Il y a beaucoup de scènes mémorables : la scène de comparution où Santenocito n'a pas eu le temps d'enlever son déguisement de général romain ; la scène où il refuse de prendre deux jolies hippies, mais prend un pauvre babacool juste pour le plaisir de l'engueuler, pour se rendre compte qu'il parle à un anglais (ou pas) ; la scène de comparution des parents de la nymphette, veules à en vomir, qui se voilent la face sur le métier de leur fille ; celle du majordome homo qui brise le deuxième faux alibi de Santenocito. Il y a aussi des scènes poignantes, comme celle de l'embarquement du grand-père, qui a refusé de donner le premier alibi, par le personnel d'un asile. Et puis la séquence finale, où le juge, qui hésite face à une pièce à conviction qui innocenterait Santenocito, se retrouve perdu au milieu d'une foule décérébrée qui fête la victoire italienne au foot. Très amer, très sombre, très bien.
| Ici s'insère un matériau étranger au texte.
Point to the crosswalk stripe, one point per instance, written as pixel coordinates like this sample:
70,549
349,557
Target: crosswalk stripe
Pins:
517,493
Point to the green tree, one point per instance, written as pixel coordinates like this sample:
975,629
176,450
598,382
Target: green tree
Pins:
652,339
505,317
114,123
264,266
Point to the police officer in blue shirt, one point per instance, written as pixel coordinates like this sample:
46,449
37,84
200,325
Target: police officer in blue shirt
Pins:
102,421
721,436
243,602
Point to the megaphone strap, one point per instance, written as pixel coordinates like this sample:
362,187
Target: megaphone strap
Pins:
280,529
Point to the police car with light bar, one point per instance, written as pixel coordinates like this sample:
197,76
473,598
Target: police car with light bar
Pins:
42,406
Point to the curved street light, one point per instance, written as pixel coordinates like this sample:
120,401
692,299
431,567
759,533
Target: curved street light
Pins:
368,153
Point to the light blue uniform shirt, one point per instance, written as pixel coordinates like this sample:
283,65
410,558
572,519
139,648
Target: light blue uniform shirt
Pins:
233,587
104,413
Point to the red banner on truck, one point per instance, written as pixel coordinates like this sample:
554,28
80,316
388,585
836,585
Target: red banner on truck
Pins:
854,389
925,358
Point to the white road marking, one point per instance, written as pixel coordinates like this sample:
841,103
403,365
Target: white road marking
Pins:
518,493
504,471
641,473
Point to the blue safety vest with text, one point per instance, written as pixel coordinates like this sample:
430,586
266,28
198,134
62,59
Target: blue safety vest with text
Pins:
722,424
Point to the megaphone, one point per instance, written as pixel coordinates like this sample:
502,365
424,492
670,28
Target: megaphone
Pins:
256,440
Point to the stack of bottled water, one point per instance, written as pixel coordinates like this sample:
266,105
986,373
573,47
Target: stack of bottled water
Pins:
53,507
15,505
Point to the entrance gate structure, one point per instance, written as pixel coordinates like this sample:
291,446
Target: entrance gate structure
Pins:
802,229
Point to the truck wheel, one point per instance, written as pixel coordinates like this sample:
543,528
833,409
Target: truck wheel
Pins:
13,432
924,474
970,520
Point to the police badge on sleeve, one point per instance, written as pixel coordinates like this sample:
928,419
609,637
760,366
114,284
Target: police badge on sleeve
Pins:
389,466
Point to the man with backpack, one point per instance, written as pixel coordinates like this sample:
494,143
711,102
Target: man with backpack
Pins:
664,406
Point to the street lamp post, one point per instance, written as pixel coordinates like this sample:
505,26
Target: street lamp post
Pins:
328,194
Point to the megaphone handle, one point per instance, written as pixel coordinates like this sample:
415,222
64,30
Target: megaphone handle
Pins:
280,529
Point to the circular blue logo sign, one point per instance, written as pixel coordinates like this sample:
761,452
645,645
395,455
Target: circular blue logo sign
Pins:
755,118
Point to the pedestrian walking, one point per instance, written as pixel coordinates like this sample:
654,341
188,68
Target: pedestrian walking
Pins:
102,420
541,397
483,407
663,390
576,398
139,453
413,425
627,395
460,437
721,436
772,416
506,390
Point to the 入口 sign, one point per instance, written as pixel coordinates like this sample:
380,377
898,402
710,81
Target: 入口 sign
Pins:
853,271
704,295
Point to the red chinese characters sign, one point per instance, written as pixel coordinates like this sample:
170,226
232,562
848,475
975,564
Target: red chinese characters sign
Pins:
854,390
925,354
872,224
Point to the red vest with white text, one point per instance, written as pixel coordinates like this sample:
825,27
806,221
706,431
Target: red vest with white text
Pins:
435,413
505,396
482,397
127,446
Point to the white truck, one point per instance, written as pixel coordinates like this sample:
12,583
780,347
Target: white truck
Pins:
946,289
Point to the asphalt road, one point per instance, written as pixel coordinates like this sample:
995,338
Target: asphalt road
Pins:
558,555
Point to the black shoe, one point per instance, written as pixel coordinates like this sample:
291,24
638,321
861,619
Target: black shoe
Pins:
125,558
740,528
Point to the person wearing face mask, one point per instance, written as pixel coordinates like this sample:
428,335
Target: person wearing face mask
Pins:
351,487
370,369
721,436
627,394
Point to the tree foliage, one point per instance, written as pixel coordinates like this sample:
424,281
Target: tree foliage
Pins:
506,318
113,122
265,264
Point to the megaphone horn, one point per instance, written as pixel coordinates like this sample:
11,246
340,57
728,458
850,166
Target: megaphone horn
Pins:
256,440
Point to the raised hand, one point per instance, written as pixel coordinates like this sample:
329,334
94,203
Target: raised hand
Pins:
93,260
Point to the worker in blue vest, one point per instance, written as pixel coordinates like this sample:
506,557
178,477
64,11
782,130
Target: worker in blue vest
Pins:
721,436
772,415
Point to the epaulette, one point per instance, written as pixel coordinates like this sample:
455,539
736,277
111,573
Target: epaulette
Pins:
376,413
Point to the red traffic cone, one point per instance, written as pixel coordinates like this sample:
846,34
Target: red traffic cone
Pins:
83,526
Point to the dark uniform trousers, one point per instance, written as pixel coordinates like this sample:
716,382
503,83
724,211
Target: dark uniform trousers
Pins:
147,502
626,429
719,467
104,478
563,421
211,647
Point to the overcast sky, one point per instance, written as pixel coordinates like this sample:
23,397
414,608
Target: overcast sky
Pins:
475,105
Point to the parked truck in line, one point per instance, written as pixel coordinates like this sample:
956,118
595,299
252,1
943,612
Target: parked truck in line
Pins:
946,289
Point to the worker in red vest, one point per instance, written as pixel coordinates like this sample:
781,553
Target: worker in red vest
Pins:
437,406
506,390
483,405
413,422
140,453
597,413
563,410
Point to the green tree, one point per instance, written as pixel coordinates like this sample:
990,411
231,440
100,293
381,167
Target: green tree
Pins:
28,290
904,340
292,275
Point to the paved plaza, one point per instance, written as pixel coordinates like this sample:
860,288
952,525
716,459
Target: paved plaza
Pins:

Venons-en aux deux points qui me retiennent. Si le contenu est excellent, le film repose sur la confrontation de deux acteurs, Gassman et Tognazzi. Une scène marquante est celle où ils philosophent et se tendent des pièges sur une plage couverte de détritus et arrosée de pluie. Tognazzi offre une interprétation riche, assez ambigue, là où Gassman est tout d'une pièce, comme à son habitude. Peut-on même appeler cela surjouer ? Je ne sais pas. Côté physique, il est convaincant (c'est drôle, d'ailleurs, il fait parfois penser à De Niro, parfois à Charlton Heston). Mais la verbosité du personnage est excessive. Vraiment, Gassman, je ne peux pas.

Le deuxième point, c'est ce manque d'unité de ton qui me déroute toujours chez Risi, que je peux comprendre en bande dessinée mais difficilement au cinéma. Comment peut-on faire à la fois une comédie à la musique détendue et en même temps une analyse sociale aussi sombre ? Je conçois que c'est possible, mais il y a quelque chose au niveau du rythme qui ne me convaint pas totalement.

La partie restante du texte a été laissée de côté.